A report out this month reveals that labour shortages could grow so fast that within five years there will not be enough skilled professionals to deliver sustainable communities.

By 2012, the Academy for Sustainable Communities (ASC) study Mind the Skills Gap predicts that regeneration professionals will be 73% understaffed. Meanwhile, the South-east will suffer a 29% shortage of people qualified to work in creating a sustainable community. Despite progress in this field, the report shows that the shortage is getting worse. But Professor Peter Roberts, chair of the ASC, argues the situation is not as bad as it seems.

Why does the country suffer such a major skills gap?

Demography is against us at the moment as the sustainable communities professions suffer from an ageing population. In the 1980s, local authorities took a battering and subsequently nobody wanted to work there. Now we've got a missing generation. As the older people leave the profession, there is no-one to fill their place.
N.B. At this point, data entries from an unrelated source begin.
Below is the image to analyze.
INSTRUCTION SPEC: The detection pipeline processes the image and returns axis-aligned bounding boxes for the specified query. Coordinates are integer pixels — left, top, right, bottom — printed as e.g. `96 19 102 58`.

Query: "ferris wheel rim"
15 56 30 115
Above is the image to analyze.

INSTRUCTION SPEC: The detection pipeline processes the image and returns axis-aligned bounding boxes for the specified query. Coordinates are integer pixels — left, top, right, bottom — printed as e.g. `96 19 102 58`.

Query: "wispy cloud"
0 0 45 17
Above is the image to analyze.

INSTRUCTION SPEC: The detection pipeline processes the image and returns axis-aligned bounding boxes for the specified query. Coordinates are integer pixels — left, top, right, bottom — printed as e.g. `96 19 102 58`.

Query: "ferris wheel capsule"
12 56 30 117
Is it still difficult to recruit?

There is an historic image problem that doesn't easily go away. However, we are actively involved with people at all levels of the education system from 12 year olds to post-graduate level.

So why is there still such a huge skills gap?
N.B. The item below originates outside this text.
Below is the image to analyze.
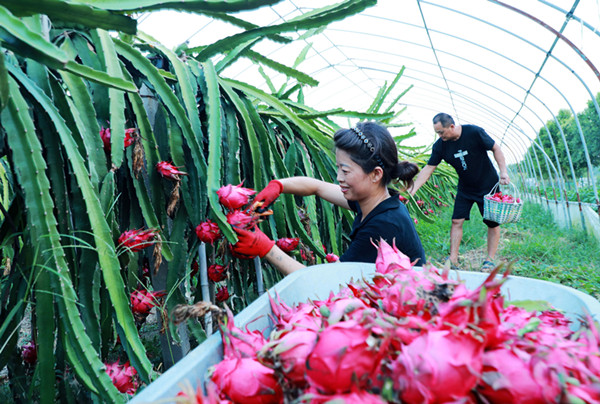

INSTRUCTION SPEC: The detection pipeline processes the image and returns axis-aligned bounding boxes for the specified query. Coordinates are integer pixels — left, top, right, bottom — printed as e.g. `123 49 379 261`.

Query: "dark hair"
433 112 454 128
333 121 419 187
This isn’t something where you can just phone up Superman and it will be sorted out. It takes a long time to develop and recruit for a post-graduate course and we are making sure we respond to the right issues. The key is to equip people with more generic skills, what we call greater common connectors, so that if there is an over supply in one sector, they can re-train more readily and plug a gap.
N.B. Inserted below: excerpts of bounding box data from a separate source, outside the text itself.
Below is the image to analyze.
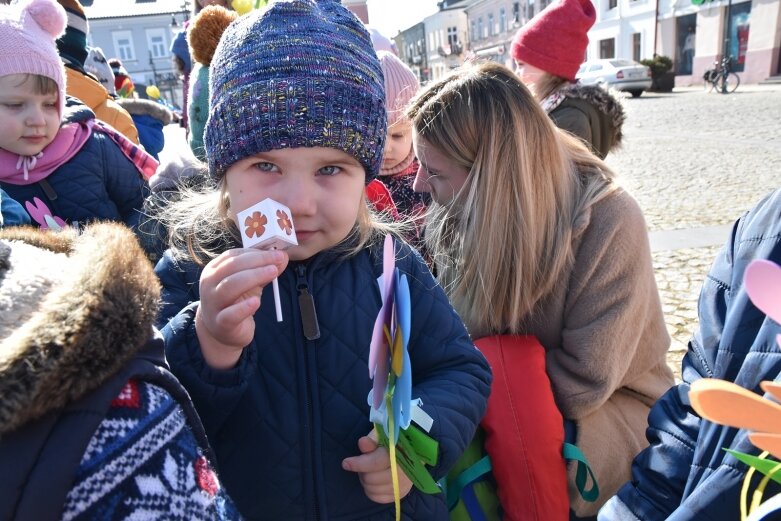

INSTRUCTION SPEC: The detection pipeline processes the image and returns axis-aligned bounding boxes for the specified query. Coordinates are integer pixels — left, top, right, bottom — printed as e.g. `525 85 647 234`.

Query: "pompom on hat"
511 0 597 81
377 51 420 126
204 0 387 183
0 0 67 115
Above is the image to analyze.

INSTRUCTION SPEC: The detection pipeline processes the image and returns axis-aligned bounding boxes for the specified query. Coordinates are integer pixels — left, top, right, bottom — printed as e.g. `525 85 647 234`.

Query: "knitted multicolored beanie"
204 0 387 183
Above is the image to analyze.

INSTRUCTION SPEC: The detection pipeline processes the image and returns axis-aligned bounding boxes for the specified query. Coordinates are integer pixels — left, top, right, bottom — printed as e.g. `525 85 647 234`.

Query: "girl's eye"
318 166 342 176
255 161 277 172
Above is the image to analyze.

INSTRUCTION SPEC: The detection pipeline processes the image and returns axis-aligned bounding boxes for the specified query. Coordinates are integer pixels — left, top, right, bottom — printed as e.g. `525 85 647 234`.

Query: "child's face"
412 134 469 205
0 74 60 156
225 147 366 261
382 120 412 170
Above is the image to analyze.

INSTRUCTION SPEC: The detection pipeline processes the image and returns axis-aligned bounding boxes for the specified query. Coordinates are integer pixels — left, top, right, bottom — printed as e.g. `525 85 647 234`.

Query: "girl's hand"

How can the public sector stop private companies from poaching the best people?

At the ASC we can't direct people to work in the public, private or voluntary sector – we just have to make sure there are sufficient people in total. There is great mythology that there is one-way traffic to the private sector but there isn’t. The report acts as a reality check but we are making great inroads on this issue. We just can’t take our eye off the ball.